They've shut down power stations and terrorized beachgoers. But does a surge in stories about jellyfish wreaking havoc really point to a man-made surge in the creatures themselves?
A new study in BioScience says it doesn't.
The study, by Robert H. Condon of Dauphin Island Sea Lab and 16 co-authors, denies the media's now standard contention that jellyfish population booms (called blooms) are caused by humans. According to a BioScience statement, the study suggests that "the perception of an increase is the result of more scientific attention being paid to phenomena such as jellyfish blooms and media fascination with the topic."
Condon, et al., note that the data doesn't support such a conclusion:
"Clearly, there are areas where jellyfish have increased — the situation with the Giant Jellyfish in Japan is a classic example," said Condon. "But there are also areas where jellyfish have decreased, or fluctuate."
The "situation with the Giant Jellyfish in Japan" Condon mentions was a 2009 bloom of large Nomura's jellyfish off Japan's west coast. The events that followed, including a 10-ton fishing boat sinking while hauling in a net full of the massive creatures, made this bloom a turning point in the public perception of the jellyfish problem.Condon and his co-authors acknowledge that researchers disagree over the best way to interpret jellyfish data, according to a statement from BioScience.

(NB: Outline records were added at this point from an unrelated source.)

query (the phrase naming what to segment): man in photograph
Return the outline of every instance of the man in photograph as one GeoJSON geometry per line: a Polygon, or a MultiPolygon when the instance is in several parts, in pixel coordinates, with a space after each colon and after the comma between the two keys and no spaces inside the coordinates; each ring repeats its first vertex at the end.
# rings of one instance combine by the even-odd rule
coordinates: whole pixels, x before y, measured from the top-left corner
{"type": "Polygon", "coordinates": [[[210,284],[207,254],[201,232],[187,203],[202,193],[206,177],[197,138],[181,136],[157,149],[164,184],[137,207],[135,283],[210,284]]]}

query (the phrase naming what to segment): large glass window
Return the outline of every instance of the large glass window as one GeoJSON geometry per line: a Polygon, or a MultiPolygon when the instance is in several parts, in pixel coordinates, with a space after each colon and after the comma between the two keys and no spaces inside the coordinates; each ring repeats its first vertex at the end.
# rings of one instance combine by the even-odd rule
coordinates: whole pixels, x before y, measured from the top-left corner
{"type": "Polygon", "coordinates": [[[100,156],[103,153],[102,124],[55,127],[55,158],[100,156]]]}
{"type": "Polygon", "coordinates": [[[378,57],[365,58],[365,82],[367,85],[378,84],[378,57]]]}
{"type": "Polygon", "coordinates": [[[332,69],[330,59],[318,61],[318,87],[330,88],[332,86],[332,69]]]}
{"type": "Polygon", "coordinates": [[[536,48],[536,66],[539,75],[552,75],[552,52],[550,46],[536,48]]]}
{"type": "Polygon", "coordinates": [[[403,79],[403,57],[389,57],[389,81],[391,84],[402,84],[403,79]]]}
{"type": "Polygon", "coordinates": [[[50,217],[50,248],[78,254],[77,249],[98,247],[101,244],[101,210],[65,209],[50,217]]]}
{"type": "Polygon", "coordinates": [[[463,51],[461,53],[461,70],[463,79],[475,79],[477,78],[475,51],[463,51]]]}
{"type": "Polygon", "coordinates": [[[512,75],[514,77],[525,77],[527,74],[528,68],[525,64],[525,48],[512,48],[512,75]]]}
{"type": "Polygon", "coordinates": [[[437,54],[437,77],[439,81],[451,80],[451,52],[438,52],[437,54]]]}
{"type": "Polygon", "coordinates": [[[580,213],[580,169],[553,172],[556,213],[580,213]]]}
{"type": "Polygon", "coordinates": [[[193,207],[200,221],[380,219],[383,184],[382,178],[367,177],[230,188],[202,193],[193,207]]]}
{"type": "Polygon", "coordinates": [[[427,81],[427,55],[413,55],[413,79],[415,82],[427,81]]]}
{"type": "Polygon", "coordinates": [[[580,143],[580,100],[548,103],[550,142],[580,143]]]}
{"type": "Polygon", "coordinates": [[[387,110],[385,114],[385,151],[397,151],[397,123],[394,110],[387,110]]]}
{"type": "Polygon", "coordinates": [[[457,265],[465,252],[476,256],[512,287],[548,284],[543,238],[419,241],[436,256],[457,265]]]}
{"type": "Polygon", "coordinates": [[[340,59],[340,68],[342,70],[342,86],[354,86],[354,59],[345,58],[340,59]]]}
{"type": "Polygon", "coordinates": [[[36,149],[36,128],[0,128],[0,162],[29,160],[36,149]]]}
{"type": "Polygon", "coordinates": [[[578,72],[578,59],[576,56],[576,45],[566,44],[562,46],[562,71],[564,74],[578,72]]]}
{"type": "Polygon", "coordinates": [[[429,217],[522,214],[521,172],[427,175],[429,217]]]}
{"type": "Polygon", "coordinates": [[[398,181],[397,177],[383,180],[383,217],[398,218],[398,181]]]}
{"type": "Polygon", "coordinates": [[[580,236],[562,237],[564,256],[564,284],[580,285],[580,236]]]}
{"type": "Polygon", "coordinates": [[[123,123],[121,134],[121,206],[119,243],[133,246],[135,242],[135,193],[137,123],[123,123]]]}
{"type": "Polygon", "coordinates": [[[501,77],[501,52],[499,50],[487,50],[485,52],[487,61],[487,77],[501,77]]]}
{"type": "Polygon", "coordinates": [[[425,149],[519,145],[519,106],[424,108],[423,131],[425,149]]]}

"They point out that changes in populations of jellyfish and similar sea organisms do have important consequences for local marine ecology and could be affected by human activity. For that reason, they are assembling a comprehensive new database that will enable trends in the numbers of such creatures to be assessed and the links to human activity studied. But for now, Condon and his co-authors believe the case for jellyfish-dominated seas in coming decades is not proven."
"This is the first time an undertaking of this size on the global scale has been attempted, but it is important to know whether jellyfish blooms are human-induced or arise from natural circumstances," said Condon.